🤖 AI Summary
Non-contrastive self-supervised learning often lacks a well-defined optimization objective, making its training dynamics and stability difficult to analyze. This work proposes a novel approach with an explicit objective function based on the Joint Embedding Predictive Architecture (JEPA), where the loss is defined via the trace of the optimal linear regressor between embeddings, augmented with trace regularization to control the effective dimensionality of the learned representations. This formulation provides, for the first time, a clear global minimum for non-contrastive SSL, and theoretical analysis shows that its stable equilibria correspond to nonlinear canonical correlation subspaces. Empirical evaluations demonstrate that the method achieves performance on par with VICReg and LeJEPA on ImageNet-1K and CIFAR-10, while qualitative results corroborate the theoretical predictions.
📝 Abstract
Non-contrastive self-supervised learning (SSL) is an effective framework for predictive representation learning, but popular (and in practice effective) methods such as SimSiam, BYOL, I-JEPA or DINO, which rely on a form of self-distillation to train a teacher-student network, remain poorly understood as they typically do not minimize a well-defined objective.
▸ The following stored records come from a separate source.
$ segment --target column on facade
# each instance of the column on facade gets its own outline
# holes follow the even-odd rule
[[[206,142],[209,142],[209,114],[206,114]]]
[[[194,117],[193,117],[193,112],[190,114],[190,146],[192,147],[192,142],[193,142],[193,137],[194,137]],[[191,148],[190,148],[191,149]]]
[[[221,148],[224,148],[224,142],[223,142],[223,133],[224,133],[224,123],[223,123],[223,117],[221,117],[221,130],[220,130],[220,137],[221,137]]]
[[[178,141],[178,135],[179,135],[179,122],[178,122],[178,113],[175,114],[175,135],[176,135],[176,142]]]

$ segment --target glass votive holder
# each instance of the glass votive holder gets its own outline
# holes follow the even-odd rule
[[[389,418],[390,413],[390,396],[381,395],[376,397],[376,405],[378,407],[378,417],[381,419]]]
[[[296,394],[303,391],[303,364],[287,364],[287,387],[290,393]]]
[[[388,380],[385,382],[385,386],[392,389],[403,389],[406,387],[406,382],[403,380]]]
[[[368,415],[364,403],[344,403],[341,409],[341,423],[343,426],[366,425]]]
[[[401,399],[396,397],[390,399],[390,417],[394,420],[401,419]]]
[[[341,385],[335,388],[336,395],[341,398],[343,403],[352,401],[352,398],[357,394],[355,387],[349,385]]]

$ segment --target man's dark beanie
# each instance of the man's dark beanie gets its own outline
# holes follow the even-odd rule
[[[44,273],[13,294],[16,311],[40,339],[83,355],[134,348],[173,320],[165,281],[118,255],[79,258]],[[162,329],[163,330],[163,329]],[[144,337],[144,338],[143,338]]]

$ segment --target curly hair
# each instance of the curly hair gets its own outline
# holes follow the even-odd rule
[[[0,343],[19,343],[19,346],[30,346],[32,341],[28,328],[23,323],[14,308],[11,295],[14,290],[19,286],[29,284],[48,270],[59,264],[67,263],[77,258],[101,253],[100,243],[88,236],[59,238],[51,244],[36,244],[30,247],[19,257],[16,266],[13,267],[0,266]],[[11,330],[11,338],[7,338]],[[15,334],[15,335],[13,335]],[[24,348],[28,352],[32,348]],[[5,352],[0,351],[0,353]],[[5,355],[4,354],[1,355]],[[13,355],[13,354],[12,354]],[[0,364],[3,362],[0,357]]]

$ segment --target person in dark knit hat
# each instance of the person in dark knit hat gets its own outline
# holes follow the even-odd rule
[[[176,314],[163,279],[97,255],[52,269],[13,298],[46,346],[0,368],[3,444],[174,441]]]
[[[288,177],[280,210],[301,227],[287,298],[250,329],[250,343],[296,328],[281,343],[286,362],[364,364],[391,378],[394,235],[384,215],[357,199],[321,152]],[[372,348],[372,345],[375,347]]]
We analyze the dynamics of a variant of the Joint Embedding Predictive Architecture (JEPA) using a regularized linear regressor to predict the learned representations of two views of the data from one another, and fully characterize its stability: non-collapsed stable equilibria align with leading nonlinear canonical correlation subspaces, while collapsed equilibria may also be stable attractors. Motivated by this result, we introduce PEIRA, a non-contrastive SSL method with an explicit objective defined through the trace of the optimal linear regressor. We show that its only stable equilibria are nontrivial global minimizers and recover the same canonical correlation subspaces, with regularization selecting the effective dimension. Experiments on ImageNet-1K and CIFAR-10 show PEIRA is competitive with VICReg and LeJEPA baselines, and qualitative empirical results support the theory.